1.18.2007

Royal Flush

Back to East Passyunk today, for lunch at Royal Tavern, a hipster haunt shadier than Michael Vick's "water bottle." It's a dive bar if you've ever seen one (which is ironic since a joint called Dive Bar is right next door), brought to you by Dave Frank and Stephen Simons, the dudes behind Khyber and the Cantina a few blocks down. This grungy gastropub is all dark wood and moody lighting, like something out of the '30s noir flick playing on the overhead TV, but instead of gangsters and femme fatales, it's host to art students and Miami Ink extras sipping Yards, chatting about gallery openings and damning the smoking ban (Michael Nutter wouldn't last two seconds inside this place). If you're not tatted-up, be prepared to feel a little like Ugly Betty schlepping into Mode. You won't have a Golden Globe to show for your balls, but you will have a happy stomach--and liver--filled with Royal's elevated bar food and beer menu. Fiery mango-habanero and violet chipotle BBQ sauces transform crisp and meaty wings into something more than a beer companion. The Angus burger is just fine, but is eclipsed by the meatloaf sandwich, two slabs of moist comfort crowned with fried onions, sharp provolone, bacon, and mushrooms on cloud-like ciabatta. For dessert, there's vanilla-pecan layer cake or sweet potato cheesecake, but wouldn't you rather a chocolate stout or raspberry-infused Lindemans Framboise? It's five o'clock somewhere.

937 East Passyunk Avenue
215-389-6694
http://www.royaltavern.com/

*Thanks to readers for enlightening me about the finer points of the dive bar, which readers are contending Royal--though dark and a lil dirty--is not. Some true dive bars readers are digging include: McGlinchey's, Dirty Franks, Doobies, Locust Bar, Locust Rendezvous, Tressle Inn, Bob & Barbara's, and Ministry of Infortmation. No matter how Royal Tavern's classified, that meatloaf is worth a trip.

4 comments:

Anonymous said...

Good description of the fare at Royal Tavern. And I would absolutely agree it's a "hipster haunt," but it's hardly a dive. That's an insult to real dive bars, which, in fact, are great places to hangout.

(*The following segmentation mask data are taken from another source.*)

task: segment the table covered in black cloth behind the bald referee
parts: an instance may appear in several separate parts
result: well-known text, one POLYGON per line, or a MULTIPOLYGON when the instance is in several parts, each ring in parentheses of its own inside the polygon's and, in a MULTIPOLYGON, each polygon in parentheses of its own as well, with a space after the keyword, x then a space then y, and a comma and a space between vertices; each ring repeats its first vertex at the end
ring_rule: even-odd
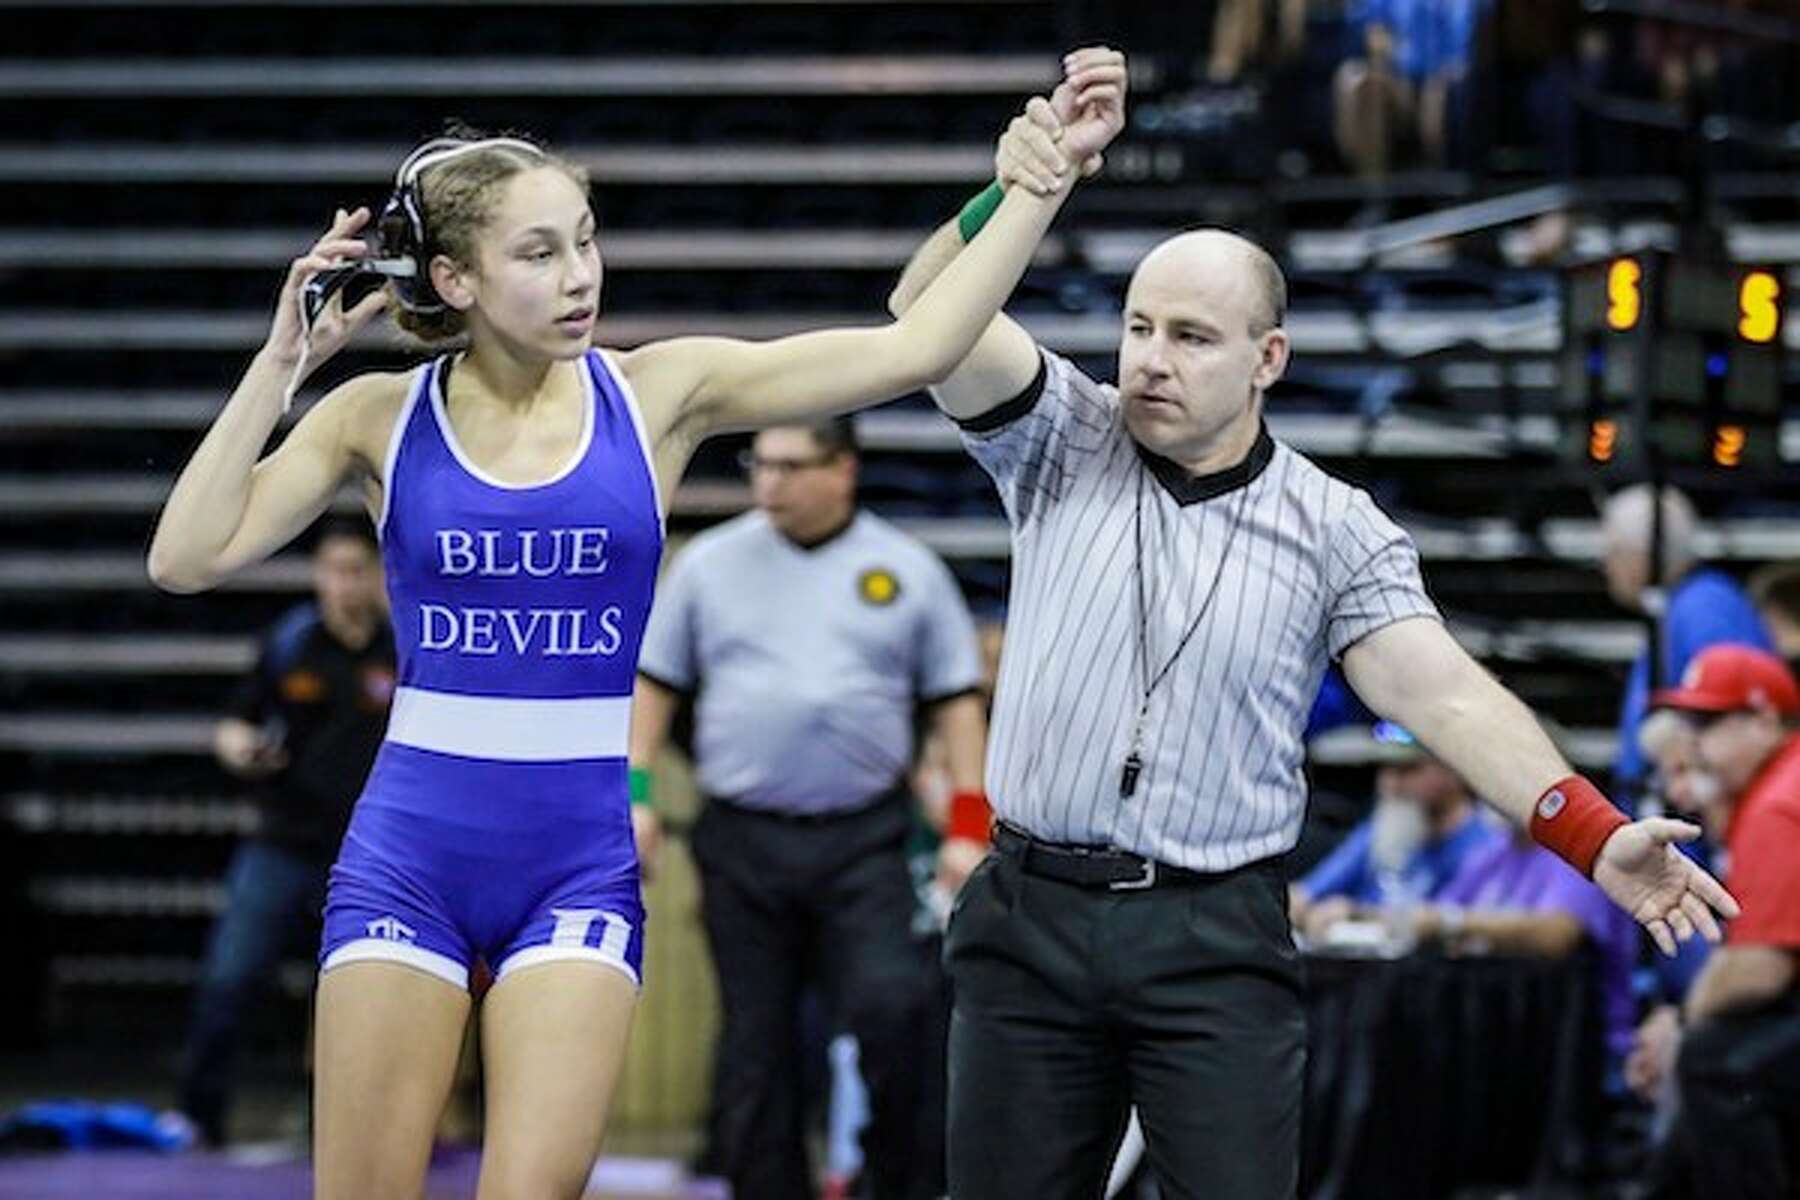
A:
POLYGON ((1442 1200, 1579 1177, 1604 1060, 1586 954, 1309 955, 1300 1195, 1442 1200))

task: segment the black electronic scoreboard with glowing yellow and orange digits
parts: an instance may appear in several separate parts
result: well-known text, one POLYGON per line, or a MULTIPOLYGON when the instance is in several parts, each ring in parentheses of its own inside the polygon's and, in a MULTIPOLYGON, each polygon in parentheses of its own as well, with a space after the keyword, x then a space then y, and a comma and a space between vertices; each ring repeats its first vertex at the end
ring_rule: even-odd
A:
POLYGON ((1577 268, 1562 306, 1568 457, 1638 471, 1780 462, 1778 268, 1665 250, 1577 268))

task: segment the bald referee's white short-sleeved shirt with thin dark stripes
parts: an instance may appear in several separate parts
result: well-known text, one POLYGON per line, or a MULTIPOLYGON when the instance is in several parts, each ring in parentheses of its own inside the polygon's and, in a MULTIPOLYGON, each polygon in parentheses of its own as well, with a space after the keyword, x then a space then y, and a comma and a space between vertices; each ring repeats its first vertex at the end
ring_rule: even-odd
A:
POLYGON ((965 423, 963 441, 1012 522, 986 765, 995 815, 1044 840, 1199 871, 1291 849, 1307 806, 1301 734, 1328 658, 1393 621, 1438 617, 1411 538, 1267 430, 1242 464, 1186 475, 1132 441, 1118 389, 1048 353, 1037 381, 965 423), (1150 696, 1141 777, 1121 797, 1145 684, 1138 497, 1152 676, 1219 579, 1150 696))

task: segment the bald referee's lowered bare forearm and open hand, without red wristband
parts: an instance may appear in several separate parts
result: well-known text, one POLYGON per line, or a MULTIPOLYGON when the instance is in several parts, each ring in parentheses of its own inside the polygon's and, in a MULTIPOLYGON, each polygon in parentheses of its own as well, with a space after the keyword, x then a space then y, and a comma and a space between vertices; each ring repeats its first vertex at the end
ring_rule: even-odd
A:
MULTIPOLYGON (((1530 709, 1436 621, 1395 621, 1357 640, 1345 651, 1345 676, 1370 709, 1413 730, 1521 828, 1532 828, 1539 801, 1571 775, 1530 709)), ((1593 882, 1663 954, 1696 932, 1719 941, 1714 914, 1737 916, 1732 894, 1674 846, 1697 837, 1683 820, 1620 824, 1593 860, 1593 882)))

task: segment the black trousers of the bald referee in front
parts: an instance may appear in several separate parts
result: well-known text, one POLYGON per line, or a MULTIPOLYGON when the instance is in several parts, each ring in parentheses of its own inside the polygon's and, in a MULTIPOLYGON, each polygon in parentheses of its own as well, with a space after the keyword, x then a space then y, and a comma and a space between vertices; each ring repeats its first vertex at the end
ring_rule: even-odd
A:
POLYGON ((945 963, 952 1200, 1100 1196, 1132 1105, 1166 1196, 1294 1195, 1305 1011, 1273 864, 1130 892, 995 851, 945 963))

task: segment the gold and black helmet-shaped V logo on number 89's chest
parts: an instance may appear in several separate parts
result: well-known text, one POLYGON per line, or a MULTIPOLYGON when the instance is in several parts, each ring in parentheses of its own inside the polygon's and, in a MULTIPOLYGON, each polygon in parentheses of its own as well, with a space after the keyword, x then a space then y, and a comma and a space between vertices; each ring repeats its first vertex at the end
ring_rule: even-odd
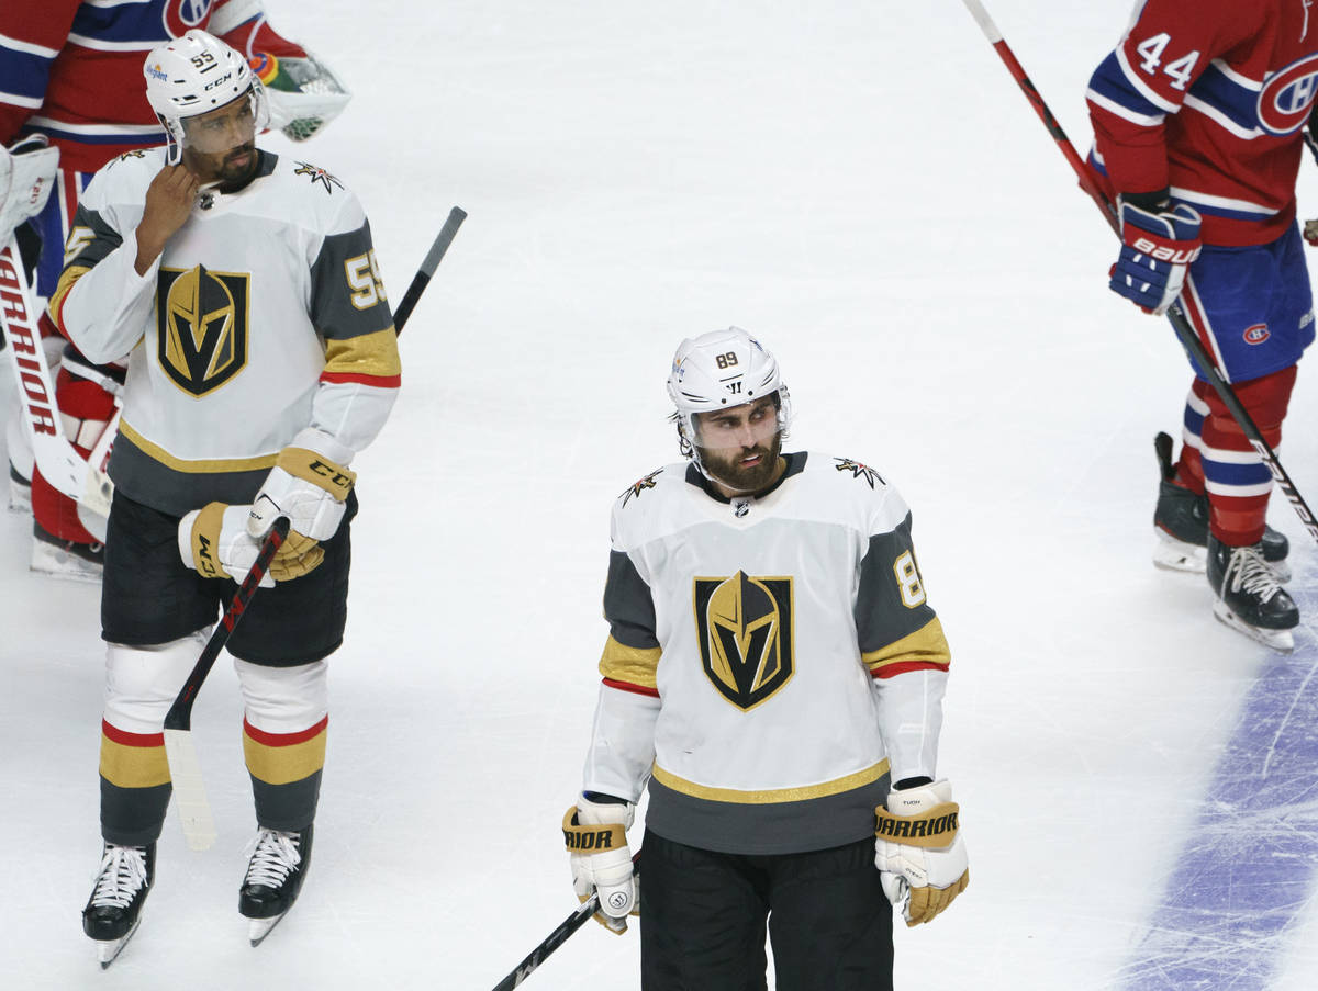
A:
POLYGON ((795 673, 792 580, 696 579, 700 662, 714 688, 739 709, 754 709, 795 673))

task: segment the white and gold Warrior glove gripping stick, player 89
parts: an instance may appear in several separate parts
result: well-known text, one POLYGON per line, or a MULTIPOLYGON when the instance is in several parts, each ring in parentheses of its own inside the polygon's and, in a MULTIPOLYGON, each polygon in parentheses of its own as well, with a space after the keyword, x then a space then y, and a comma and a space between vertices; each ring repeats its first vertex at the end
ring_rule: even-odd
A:
POLYGON ((583 795, 563 816, 572 887, 580 901, 600 892, 594 919, 612 933, 627 932, 627 916, 641 915, 641 879, 633 871, 627 847, 635 810, 630 801, 597 803, 583 795))

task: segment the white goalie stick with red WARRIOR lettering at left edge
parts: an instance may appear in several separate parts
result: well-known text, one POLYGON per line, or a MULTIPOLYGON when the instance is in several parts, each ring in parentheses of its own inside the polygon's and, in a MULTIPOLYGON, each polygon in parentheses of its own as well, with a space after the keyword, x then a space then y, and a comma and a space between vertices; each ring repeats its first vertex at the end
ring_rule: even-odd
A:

I can't remember any dive bars I've been to that served framboise or had such an aloof wait staff.

adam said...

Good call on the aloof staff (and the great food). I meant dive bar in the sense that Royal is dark and a little dingy. What would you say are the qualifications for dive bars? Size? Off the beaten path location? Everybody-knows-your-name staff? What are some of your favorites?

Anonymous said...

Me again,

About five years ago, I used to live across the street from the Locust Bar, 10th and Locust streets. That's the place I always think of when I imagine a dive. It was dark, with wooden booths and wood paneling on the walls, reminded me of someplace you might find in the Poconos.
I have only been there once or twice since, so I don't know how it may have changed, but the bar had a really basic menu: hamburgers, roastbeef sandwiches, cheesesteaks and similar type stuff. It was really cheap, especially for Center City. The best was they sold grilled cheese sandwiches for like $3.75. And one night a week there was a special and the sandwiches were only like $3.25. Cracked me up.

Joe said...

I agree -- I think it does an injustice to the Royal to call it a dive. It's just not true. I'd say these are the types of bars that would be considered dives:

McGlinchey's
Dirty Frank's
Doobies
Locust Bar
Locust Rendevous
Tressle Inn
Bob & Barbara's
Ministry of Information

If someone is reviewing their food, it's a pretty good indication it's not a dive. I don't think size or location necessarily matters, just maybe a sense of dinginess. And cheap drinks are almost always a requirement.